This episode of the podcast is a conversation with Suzanne Saxe-Roux about buying and renovating houses in France, and not just anywhere in France but in the beautiful south-east! Renovating a house in Provence has been a dream for many people since the books by Peter Mayle. You should listen to this episode so you understand how the French real estate system works because it's not what you're used to!

Official site that lists the price of properties sold in France since Feb 2014.

Suzanne and her husband wrote a book about their adventure and it’s called Courage and Croissants and while I haven’t read the book and we don’t talk about it much in the interview, having published my first book myself, I have renewed admiration for those who complete the task!

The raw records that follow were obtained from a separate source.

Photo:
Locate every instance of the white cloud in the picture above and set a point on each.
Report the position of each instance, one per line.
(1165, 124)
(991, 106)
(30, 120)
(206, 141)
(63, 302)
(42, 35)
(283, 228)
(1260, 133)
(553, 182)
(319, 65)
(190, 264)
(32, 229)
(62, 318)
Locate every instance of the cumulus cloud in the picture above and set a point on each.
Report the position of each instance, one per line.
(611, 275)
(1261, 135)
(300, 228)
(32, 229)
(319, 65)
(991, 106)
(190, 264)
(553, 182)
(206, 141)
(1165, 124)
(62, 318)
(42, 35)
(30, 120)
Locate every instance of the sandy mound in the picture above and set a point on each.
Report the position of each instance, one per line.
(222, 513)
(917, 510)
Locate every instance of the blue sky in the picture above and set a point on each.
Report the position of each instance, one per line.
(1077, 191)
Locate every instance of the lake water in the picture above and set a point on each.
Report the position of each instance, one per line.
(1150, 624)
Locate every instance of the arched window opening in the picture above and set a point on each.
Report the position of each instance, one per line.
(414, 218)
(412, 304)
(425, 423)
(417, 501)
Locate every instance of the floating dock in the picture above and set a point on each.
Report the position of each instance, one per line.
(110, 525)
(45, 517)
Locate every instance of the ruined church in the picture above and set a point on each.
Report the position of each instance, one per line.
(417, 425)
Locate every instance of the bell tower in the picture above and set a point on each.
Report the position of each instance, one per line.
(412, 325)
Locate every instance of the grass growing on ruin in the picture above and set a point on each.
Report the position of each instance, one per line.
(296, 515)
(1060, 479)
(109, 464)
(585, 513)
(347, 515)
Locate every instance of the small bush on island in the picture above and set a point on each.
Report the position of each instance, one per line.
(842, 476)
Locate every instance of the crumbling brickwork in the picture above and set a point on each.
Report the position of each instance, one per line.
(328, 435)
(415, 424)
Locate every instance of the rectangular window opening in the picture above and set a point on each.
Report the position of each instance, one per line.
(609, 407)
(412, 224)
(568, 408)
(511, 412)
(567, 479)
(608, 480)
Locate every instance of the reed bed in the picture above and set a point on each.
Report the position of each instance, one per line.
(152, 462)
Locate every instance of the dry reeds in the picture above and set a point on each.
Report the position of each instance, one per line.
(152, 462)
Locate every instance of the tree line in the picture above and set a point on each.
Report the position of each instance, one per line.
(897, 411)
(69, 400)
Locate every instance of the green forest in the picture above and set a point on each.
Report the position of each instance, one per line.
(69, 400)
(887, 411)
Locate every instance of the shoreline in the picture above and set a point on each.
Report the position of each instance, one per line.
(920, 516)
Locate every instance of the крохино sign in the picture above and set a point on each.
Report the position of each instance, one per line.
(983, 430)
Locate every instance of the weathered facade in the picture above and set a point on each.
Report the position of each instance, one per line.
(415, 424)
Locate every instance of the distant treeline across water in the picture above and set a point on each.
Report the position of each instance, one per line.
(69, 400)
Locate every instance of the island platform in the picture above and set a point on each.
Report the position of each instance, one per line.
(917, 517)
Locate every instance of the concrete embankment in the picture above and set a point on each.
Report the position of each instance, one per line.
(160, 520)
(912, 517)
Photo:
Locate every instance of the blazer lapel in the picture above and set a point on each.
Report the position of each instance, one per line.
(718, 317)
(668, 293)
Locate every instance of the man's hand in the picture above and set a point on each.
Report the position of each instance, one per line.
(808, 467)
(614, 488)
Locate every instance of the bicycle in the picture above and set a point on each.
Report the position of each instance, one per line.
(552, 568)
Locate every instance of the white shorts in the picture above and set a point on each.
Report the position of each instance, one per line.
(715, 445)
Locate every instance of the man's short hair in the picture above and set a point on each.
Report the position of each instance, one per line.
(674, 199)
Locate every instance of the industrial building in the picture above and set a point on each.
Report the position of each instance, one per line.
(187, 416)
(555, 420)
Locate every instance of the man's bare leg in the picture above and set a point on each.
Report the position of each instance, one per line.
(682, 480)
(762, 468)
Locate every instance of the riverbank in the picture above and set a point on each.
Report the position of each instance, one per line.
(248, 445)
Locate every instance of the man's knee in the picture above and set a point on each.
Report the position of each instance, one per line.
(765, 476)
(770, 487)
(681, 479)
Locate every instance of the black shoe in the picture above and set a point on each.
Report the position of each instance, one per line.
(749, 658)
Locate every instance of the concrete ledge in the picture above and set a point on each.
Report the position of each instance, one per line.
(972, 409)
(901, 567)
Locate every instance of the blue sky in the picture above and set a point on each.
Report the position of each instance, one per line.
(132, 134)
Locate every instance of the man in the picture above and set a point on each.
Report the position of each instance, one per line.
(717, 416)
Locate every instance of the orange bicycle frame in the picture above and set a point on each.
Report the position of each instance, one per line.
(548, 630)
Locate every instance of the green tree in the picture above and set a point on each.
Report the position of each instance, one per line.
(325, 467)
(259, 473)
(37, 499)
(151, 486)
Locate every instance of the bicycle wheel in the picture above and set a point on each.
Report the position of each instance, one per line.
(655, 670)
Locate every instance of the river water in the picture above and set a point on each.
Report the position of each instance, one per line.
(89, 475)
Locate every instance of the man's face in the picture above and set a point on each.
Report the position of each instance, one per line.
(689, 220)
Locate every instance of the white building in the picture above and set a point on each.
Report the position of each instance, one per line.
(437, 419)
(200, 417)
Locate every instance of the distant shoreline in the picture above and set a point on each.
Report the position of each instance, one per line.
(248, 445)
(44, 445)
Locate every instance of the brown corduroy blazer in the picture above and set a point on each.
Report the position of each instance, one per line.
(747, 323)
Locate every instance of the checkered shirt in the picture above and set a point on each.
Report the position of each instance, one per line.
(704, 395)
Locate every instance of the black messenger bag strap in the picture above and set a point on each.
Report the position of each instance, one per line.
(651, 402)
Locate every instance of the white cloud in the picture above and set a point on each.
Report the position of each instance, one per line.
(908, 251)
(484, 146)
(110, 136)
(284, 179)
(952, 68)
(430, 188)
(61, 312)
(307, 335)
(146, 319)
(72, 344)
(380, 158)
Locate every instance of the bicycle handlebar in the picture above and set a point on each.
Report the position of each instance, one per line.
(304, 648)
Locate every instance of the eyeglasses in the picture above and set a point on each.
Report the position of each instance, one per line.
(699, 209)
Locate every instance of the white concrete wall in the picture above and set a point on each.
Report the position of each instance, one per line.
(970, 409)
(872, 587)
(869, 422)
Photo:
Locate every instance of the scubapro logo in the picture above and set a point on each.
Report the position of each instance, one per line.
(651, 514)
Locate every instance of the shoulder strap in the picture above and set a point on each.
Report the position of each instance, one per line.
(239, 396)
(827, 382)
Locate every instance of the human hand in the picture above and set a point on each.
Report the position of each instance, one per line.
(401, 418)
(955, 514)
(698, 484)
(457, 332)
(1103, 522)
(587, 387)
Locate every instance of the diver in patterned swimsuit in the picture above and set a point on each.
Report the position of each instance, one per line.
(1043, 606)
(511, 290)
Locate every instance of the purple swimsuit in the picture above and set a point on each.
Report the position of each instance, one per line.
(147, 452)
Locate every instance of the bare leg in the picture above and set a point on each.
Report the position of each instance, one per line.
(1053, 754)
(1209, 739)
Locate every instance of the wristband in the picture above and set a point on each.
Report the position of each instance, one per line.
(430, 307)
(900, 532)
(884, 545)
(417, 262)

Renovating Houses in Provence

Real estate prices being what they are in Provence, finding a lovely fixer-upper is a goal for a lot of people. They fell in love with the town of Uzès and they ended up finding a place to buy in a village 4 kilometers away from Uzès. It is  called Saint-Quentin-la-Poterie.

Village House in Saint-Quentin-la-Poterie

They were young, didn't have a lot of money and split their time between France and the US. The first house they were interested in was a horrible mess, so it's just as well it didn't work out.

But they persisted and Suzanne's husband came back to France in the winter when there are better deals because real estate slows down a lot. He found another place in the same village that was also in terrible shape but they were able to buy it at a good price because the sellers needed cash fast.

They could only spend some time there in the summer. Each time they would chip away at one project or another. One year they hired a plumber to redo a bathroom. They trusted this person to do the work while they were away and he did an amazing job. And every year they did that with a different room and a different project.

This was an old "maison de village" where long ago the animals lived on ground level and people lived above. It also had a "cave" which means a cellar. This sort of house is generally basic. A gas stove that runs on a gas canister, a small kitchen table, a couple of plugs and that's it.

This was a lovely house for them to visit in the summer, it was pleasant, neighbors were friendly, great area. Then they decided to move there to stay year-round for a few years. That's when they realized that a north facing house is great in the summer, but not very nice in the winter when it's dark and damp.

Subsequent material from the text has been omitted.